# NYU Filmmaking Certificate Program



## Shah_Rukh_Who ?!? (Aug 10, 2007)

Has anyone heard of or enrolled in NYU's 12-week Filmmaking Certificate program?  

I plan on enrolling this fall but wanted to get a feel for it from students/professionals who have either heard of it or have attended.  

How does it compare to say NYFA?

Thanks in advance!


----------



## Brian Burstein (Aug 12, 2007)

As far as I'm aware, thte 12-week filmmaking certificate is only offered in the summer. I'd double check or call them up to find out for sure.


----------



## Shah_Rukh_Who ?!? (Aug 13, 2007)

They actually offer the certificate program year round in the fall, spring, and summer ... have you heard anything about it, good or bad?


----------



## Brian Burstein (Aug 13, 2007)

Well, last summer I took a class (Sight & Sound Film) that had some film certificate students in it.
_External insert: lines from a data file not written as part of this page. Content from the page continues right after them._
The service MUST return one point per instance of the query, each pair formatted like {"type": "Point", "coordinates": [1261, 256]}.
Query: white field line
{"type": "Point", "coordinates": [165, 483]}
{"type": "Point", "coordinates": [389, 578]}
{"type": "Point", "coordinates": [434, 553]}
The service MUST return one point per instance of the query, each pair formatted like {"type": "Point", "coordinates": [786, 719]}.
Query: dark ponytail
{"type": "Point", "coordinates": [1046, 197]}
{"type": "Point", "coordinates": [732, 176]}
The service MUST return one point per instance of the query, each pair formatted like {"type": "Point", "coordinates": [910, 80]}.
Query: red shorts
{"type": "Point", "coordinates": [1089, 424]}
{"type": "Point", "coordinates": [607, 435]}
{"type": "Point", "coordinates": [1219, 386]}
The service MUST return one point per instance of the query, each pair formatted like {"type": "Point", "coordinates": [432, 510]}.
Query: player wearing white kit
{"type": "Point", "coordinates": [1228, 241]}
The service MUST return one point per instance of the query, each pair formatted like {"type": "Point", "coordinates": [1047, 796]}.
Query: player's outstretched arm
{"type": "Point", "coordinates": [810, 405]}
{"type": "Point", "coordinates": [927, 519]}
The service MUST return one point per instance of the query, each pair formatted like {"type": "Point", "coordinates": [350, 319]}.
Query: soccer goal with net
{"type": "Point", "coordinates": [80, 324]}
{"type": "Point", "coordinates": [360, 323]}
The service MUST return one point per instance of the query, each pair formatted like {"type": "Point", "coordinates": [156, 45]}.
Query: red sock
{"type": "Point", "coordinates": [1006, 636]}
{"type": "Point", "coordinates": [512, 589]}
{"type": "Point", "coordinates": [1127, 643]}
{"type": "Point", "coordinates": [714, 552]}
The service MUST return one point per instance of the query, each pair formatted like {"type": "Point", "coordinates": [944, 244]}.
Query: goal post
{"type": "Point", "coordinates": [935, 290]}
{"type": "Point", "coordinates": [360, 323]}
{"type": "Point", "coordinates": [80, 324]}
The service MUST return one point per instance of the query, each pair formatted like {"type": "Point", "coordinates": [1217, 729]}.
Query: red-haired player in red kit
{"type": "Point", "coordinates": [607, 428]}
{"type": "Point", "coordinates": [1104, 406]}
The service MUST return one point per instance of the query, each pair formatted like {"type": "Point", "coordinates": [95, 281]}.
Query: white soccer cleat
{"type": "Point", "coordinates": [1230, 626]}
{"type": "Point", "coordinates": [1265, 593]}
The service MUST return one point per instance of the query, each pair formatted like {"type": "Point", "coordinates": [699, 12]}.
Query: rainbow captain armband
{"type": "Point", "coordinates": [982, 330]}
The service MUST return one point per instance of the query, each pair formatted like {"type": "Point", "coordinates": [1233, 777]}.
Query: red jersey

They took one or two classes each of the two 6-week summer sessions.

From what I remember, you take a production/directing class, a writing class, and a producing class. They're the basic, entry-level classes, but they are very in-depth and educational. You'll learn a lot. I can't compare it to NYFA, since I don't know anyone who's studied there.

Good luck!


----------